Earth System Models (ESMs) project climate change, but they often contain biases in their estimates of contemporary climate that propagate into simulated futures. Land models translate climate projections into surface impacts, but these will be inaccurate if ESMs have substantial errors. Bias concerns are relevant for terrestrial physiological processes which often respond non-linearly (i.e. contain threshold responses) and are therefore sensitive to absolute environmental conditions as well as changes. We bias-correct the UK Met Office ESM, HadGEM2-ES, against the CRU–JRA observation-based gridded estimates of recent climate. We apply the derived bias corrections to future projections by HadGEM2-ES for the RCP8.5 scenario of future greenhouse gas concentrations. Focusing on South America, the bias correction includes adjusting for ESM estimates that, annually, are approximately 1 degree too cold, for comparison against 21st Century warming of around 4 degrees. Locally, these values can be much higher. The ESM is also too wet on average, by approximately 1 mm·day−1, which is substantially larger than the mean predicted change.
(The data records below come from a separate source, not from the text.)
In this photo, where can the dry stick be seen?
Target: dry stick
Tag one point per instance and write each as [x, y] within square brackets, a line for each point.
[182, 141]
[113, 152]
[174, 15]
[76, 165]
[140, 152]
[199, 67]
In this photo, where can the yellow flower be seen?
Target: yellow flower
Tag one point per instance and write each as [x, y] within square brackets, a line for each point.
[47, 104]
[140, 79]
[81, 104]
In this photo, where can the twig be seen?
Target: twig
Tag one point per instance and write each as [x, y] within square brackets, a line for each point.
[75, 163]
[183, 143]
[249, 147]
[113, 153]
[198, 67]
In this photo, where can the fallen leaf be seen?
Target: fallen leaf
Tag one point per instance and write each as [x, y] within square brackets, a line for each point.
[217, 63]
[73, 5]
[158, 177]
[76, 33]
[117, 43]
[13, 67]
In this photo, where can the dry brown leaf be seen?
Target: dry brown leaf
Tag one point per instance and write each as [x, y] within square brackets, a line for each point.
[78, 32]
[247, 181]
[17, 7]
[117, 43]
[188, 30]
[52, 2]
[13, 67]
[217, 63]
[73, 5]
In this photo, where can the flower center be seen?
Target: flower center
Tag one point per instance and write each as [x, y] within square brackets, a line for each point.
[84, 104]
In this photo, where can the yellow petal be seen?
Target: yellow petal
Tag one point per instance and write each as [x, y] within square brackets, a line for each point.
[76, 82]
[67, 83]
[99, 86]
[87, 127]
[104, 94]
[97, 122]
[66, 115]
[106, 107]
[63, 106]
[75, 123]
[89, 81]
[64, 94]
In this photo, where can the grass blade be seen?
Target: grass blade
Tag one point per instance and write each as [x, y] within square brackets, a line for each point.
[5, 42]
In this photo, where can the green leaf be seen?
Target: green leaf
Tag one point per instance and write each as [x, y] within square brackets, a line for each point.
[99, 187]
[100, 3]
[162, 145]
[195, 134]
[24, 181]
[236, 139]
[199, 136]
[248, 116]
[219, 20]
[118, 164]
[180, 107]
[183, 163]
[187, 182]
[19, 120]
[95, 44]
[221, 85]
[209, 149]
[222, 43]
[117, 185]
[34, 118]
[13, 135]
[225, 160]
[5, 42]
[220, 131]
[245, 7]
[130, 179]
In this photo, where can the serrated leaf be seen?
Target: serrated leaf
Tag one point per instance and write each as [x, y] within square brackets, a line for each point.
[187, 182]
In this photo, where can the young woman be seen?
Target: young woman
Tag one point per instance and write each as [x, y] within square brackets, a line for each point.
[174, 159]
The corrected climate fields force the Joint UK Land Environment Simulator (JULES) dynamic global vegetation model to estimate land surface changes, with an emphasis on the carbon cycle. Results show land carbon sink reductions across South America, and in some locations, the net land–atmosphere CO2 flux becomes a source to the atmosphere by the end of this century. Transitions to a CO2 source is where increases in plant net primary productivity are offset by larger enhancements in soil respiration. Bias-corrected simulations estimate the rise in South American land carbon stocks between pre-industrial times and the end of the 2080s is ∼12 GtC lower than that without climate bias removal, demonstrating the importance of merging historical observational meteorological forcing with ESM diagnostics. We present evidence for a substantial climate-induced role of greater soil decomposition in the fate of the Amazon carbon sink.